Stellten wir also jetzt den Wählern die Aufgabe “wählen sie 10 Personen aus, denen sie für die kommenden paar Jahre die Entscheidungsgewalt im staatlichen Handeln anheimgeben wollen”, kriegen wir wahrscheinlich 30 Namen ausgespuckt. Von der Mehrheit. Alle anderen kriegen keine Stimmen. Von der Mehrheit. Aber von den Minderheiten. Würden wir also dann ein Parlament aus 100 Leuten aus den 10er-Stimmen der Bürger zusammenbauen, wäre es zu 70 Prozent mit Idioten.
Jedoch mit dem gravierenden Unterschied zu jetzt, dass diese Idioten extreme Idioten sind. Das funktioniert also nicht.
Jeder Bürger muss also einen kompletten Parlamentsbesetzungsvorschlag machen, aus dem man dann Mittelwerte bildet. Das bringt uns der Einfachheit halber wieder auf die Parteilisten. Nur entsteht dadurch wieder das Problem der Listenkompetenz. Diese beinhaltet Macht. Diese ist zu vermeiden. Man kommt wohl doch nicht am Kumulieren und Panaschieren vorbei. Das politische Personal wird also als Gruppe von Einzelpersonen betrachtet und diese in Wahlvorschlägen zusammengefasst.
Nur ganz so ist es eben nicht. Das Personal kategorisiert sich selbst und gruppiert sich, um dann wieder als Gruppe einen Personalvorschlag zu unterbreiten. Dass dieser nicht wirklich auf Kompetenz sondern zuallererst auf die vorangegangene Selbstkategorisierung. Wenn also einige Genitalpiercer die Partei der Genitalpiercer gründen, wird deren Vorschlag, wohlgemerkt für die Besetzung des gesamten Parlaments, vor allem darauf basieren, ob die Personen gerne Nägel in der Hose haben, aber über dieses der Tatsache keine Rechnung trägt, dass es sich um eine Ausgewogenheit verschiedener Kompetenzen und Befähigungen handeln sollte, die ein legislatives Gremium bevölkern.
Damit kommt man doch relativ direkt zu dem Gedanken, dass Parteilisten nicht zu trauen ist (nicht neu so als Erkenntnis in diesem Beitrag), hat aber vorher bereits feststellen müssen, dass es wohl nötig ist, Listen bereitzustellen.
Das führt uns zu der Frage, wo man denn noch Listen herbekommen könnte.

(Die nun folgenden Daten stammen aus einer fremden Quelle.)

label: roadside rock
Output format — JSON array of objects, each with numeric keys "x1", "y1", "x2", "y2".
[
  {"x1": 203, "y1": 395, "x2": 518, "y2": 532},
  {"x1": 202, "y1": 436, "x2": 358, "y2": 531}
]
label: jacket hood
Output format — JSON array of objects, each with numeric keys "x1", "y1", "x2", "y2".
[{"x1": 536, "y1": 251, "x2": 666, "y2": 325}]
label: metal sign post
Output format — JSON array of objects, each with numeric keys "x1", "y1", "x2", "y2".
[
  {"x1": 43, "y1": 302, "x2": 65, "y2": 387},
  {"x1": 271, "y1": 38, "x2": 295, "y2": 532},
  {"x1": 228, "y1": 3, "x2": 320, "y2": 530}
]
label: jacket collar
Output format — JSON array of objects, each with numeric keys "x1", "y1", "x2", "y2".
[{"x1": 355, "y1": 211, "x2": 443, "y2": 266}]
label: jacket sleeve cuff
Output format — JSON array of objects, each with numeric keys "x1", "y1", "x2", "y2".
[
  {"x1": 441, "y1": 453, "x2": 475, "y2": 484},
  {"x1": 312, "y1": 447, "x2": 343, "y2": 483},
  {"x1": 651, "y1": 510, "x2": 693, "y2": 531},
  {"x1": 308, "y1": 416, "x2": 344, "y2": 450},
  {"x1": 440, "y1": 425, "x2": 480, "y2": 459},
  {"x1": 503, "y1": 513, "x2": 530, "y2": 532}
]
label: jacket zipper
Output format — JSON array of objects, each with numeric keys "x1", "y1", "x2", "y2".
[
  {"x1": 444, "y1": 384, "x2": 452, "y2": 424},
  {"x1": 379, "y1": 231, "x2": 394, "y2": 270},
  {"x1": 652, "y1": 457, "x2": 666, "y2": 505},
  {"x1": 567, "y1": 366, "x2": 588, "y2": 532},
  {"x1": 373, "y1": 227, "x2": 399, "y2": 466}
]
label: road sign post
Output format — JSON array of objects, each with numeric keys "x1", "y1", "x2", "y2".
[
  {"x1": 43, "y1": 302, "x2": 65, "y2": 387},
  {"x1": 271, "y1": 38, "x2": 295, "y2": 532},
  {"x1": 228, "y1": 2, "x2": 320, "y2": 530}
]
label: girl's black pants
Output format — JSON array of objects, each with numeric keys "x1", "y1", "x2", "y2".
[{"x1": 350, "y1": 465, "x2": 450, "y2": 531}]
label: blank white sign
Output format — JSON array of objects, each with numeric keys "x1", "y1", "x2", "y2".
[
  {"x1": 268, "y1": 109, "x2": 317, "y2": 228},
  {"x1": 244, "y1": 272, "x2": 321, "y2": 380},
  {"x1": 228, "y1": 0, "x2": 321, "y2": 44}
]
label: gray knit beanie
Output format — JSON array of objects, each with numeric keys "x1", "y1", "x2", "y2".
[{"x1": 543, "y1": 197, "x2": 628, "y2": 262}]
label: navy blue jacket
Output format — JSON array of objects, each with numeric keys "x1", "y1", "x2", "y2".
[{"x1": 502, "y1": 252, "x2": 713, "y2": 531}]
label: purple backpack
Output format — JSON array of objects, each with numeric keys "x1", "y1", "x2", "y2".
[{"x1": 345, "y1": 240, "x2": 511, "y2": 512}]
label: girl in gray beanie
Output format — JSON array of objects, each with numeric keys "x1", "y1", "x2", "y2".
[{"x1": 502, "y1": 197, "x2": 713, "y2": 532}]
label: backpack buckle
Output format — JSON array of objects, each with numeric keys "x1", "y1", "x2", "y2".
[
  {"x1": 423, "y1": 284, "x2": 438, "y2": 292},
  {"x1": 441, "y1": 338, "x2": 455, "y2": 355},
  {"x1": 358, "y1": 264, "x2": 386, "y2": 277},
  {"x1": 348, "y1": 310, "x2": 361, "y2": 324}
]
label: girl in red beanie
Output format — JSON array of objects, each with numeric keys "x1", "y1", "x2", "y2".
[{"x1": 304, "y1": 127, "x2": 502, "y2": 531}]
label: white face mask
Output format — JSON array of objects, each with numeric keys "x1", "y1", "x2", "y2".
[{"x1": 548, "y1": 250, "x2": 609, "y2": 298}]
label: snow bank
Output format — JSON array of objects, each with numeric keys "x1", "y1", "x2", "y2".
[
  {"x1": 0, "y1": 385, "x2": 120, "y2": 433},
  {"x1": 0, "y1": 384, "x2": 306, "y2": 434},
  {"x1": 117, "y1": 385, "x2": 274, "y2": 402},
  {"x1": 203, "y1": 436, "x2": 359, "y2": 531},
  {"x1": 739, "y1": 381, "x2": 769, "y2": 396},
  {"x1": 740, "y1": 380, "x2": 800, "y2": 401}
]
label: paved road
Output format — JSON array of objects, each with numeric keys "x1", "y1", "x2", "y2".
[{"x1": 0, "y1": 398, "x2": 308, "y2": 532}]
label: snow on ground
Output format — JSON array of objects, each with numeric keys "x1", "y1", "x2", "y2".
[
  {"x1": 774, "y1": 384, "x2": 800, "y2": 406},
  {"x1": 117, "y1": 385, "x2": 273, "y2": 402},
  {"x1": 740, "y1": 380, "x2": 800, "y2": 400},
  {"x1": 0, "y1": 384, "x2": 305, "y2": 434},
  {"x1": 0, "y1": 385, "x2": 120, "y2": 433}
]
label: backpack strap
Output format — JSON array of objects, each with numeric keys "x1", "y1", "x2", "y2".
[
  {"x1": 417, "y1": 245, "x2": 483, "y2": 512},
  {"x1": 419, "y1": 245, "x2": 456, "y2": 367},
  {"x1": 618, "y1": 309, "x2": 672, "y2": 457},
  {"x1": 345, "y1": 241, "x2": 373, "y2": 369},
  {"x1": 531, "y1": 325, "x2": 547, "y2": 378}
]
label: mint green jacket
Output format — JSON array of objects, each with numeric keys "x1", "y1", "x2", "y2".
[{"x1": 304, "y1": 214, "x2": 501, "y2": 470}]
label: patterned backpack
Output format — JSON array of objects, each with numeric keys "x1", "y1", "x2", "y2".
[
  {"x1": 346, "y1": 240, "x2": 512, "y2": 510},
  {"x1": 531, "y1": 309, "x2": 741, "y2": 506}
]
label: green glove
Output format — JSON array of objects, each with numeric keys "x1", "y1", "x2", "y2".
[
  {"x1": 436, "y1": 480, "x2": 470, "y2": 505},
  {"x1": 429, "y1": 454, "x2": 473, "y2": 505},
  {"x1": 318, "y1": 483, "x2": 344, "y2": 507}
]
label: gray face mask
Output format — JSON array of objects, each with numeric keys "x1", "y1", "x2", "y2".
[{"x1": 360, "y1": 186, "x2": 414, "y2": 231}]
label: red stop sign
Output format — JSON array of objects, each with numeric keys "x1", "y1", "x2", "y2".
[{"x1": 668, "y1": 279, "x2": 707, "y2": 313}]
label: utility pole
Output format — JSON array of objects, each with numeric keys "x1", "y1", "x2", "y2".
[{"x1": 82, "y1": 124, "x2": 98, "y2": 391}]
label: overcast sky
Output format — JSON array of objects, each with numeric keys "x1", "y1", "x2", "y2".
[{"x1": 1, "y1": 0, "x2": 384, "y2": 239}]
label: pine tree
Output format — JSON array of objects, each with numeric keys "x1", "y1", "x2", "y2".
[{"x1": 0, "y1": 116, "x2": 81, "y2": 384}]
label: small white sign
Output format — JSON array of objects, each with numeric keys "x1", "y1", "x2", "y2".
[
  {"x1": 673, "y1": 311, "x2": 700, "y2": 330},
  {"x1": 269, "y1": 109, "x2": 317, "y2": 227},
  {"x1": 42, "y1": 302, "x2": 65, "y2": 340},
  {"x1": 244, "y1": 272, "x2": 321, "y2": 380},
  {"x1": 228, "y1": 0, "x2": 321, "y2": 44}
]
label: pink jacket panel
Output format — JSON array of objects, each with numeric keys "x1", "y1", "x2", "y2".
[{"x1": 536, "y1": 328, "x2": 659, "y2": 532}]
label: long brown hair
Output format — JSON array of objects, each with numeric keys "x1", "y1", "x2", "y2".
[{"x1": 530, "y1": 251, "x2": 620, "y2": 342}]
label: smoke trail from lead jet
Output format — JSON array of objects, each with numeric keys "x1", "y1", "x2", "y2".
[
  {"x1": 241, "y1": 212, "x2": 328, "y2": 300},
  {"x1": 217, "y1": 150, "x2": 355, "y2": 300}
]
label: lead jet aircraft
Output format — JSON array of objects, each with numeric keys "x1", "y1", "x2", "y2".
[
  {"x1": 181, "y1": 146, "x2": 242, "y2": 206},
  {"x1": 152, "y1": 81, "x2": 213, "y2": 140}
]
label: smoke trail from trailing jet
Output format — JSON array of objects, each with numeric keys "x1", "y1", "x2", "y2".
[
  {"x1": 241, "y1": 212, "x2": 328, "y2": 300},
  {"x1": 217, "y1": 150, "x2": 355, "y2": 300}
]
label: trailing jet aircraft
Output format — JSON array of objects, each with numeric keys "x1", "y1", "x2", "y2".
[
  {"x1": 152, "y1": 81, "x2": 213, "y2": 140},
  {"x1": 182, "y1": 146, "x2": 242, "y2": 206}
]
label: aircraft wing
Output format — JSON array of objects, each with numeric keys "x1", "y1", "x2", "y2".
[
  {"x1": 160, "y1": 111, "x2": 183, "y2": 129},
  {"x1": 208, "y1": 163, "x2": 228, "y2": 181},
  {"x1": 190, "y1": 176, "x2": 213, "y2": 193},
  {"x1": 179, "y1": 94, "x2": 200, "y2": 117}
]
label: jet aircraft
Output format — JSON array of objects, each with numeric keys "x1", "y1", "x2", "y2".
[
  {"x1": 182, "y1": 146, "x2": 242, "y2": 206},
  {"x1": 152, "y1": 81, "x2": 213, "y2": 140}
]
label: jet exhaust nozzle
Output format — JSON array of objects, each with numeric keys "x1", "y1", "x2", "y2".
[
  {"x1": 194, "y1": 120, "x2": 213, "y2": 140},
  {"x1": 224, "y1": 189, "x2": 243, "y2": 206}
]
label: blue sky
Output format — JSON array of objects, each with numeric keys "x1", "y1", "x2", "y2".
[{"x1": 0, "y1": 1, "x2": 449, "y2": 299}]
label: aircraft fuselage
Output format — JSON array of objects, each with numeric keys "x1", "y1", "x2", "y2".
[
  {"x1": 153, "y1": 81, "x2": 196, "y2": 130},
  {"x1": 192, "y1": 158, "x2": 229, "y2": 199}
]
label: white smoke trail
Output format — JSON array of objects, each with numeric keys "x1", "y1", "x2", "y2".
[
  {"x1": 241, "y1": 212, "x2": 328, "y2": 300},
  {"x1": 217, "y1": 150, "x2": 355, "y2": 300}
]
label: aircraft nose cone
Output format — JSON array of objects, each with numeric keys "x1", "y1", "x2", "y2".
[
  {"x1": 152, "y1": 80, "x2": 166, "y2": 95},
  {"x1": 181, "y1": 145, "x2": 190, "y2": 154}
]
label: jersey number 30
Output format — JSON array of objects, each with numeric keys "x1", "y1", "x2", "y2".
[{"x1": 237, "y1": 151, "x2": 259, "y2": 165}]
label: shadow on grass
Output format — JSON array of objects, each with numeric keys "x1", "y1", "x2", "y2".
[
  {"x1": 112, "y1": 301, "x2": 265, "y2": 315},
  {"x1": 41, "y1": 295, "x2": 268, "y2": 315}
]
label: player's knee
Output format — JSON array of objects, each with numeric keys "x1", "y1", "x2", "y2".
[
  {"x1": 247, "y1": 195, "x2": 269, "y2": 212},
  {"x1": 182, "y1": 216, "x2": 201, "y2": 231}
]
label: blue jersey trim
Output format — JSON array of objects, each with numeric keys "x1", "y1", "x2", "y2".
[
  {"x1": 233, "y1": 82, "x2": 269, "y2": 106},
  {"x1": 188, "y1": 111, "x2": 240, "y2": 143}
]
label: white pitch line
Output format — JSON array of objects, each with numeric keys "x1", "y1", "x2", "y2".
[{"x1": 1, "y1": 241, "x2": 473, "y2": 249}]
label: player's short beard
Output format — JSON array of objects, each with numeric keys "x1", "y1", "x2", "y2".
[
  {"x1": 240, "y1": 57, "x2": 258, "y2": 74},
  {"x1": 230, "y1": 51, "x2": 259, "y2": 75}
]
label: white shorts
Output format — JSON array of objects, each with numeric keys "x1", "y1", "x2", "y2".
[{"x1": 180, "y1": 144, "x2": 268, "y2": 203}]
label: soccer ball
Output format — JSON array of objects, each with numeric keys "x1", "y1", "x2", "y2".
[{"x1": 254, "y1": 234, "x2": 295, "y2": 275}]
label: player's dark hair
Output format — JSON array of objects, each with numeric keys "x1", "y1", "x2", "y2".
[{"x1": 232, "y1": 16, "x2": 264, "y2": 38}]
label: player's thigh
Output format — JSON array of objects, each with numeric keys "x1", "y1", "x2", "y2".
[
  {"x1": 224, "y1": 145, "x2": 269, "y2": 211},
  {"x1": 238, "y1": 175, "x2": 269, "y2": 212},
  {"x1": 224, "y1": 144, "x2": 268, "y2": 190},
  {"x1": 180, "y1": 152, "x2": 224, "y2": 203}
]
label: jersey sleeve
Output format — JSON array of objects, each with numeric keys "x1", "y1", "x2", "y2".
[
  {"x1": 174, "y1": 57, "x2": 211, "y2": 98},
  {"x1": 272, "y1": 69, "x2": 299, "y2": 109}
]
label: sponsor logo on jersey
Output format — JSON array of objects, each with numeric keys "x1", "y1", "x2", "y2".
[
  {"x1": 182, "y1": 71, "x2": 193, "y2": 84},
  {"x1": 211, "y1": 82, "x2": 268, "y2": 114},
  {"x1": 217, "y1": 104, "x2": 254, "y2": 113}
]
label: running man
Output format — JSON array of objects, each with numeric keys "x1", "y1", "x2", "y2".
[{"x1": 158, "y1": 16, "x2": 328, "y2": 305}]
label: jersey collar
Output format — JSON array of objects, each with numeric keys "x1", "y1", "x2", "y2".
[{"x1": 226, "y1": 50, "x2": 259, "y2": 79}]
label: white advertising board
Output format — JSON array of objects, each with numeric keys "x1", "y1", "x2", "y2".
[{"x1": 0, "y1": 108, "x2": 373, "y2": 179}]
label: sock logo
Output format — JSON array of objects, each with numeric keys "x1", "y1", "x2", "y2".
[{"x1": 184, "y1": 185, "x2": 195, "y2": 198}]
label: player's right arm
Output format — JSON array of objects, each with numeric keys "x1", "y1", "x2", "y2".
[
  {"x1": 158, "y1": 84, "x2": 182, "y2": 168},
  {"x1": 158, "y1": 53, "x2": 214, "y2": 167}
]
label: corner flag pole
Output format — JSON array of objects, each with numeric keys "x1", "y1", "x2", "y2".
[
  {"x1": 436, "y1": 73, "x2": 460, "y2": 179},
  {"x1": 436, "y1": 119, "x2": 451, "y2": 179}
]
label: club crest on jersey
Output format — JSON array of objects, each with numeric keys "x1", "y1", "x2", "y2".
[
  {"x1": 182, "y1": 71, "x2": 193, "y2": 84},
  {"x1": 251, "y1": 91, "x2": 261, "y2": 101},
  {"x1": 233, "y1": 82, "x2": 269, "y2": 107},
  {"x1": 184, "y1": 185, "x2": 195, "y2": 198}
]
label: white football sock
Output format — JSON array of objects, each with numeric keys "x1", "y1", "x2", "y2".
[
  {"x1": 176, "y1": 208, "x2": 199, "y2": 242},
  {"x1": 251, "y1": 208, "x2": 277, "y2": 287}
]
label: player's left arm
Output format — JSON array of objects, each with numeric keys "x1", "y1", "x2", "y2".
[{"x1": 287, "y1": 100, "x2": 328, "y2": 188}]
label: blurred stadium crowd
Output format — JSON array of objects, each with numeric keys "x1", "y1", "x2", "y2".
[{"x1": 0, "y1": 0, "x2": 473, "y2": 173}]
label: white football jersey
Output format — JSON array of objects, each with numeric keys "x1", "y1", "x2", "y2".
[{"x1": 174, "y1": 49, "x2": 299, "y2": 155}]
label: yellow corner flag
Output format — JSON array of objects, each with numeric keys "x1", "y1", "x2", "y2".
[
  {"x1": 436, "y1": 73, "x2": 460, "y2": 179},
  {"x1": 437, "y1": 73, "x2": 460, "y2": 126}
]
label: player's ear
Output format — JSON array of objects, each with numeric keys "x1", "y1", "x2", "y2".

Aber Gruppen kann man einfach nicht vertrauen. Trotzdem denken wir nochmal drüber nach. Wie wärs mit dem Medien. Gerne würde ich irgendwo Ulrich Wickerts Wahlvorschlag wiederfinden. Der wird nicht mehr banane sein, als die ganzen Parteilisten, hätte wohl dementsprechend auch nicht weniger Berechtigung, auf dem Wahlzettel aufzutauchen. Das gefällt mir.
Aber mir fällt noch nicht ein, wo man die Grenze ziehen kann. Denn mit Ulrich Wickerts Wahlvorschlag zieht gleichzeitig Stefan Raabs auch mit in den Wahlzettel ein. Das ganze wird mir auch langsam zu dumm. Je mehr man sich verkopft, desto mehr wird das ganze zu einem Dilemma.
Ich fasse jedoch zusammen. Listen sind wohl unumgänglich. Listen dürfen nicht unumstößlich sein. Bei Bedarf muss der Wähler bis ins Detail die vollständige Kontrolle über seine Stimmabgabe haben. Es sollte auch über zusätzliche Mechanismen der Eindämmung von hierarchischen Strukturen, die mit der Entstehung offizieller (also Wahlgezettelter) Listen zu tun hat.
Achja, und außerdem sollte man das Parlament wohl verschlanken. Warum so viele Abgeordnete?

Kategorie: Polito-Programmatisches 2 Kommentare »

2 Reaktionen zu “Nochmal Wahllisten”

  1. Tobias Wichtrey

    Eine schnelle, nicht weiter überdachte Idee meinerseits wäre, die Liste einer jeden Partei von den jeweils anderen Parteien zusammenstellen zu lassen.

  2. psycho

    Hehe, ja klar. Das würde natürlich ganz ganz spitze funktionieren. Aber in jeder Partei gibt es so viele Mitglieder, die man am besten nie in irgendwelchen Gremien findet. In manchen Parteien sogar ausschließlich.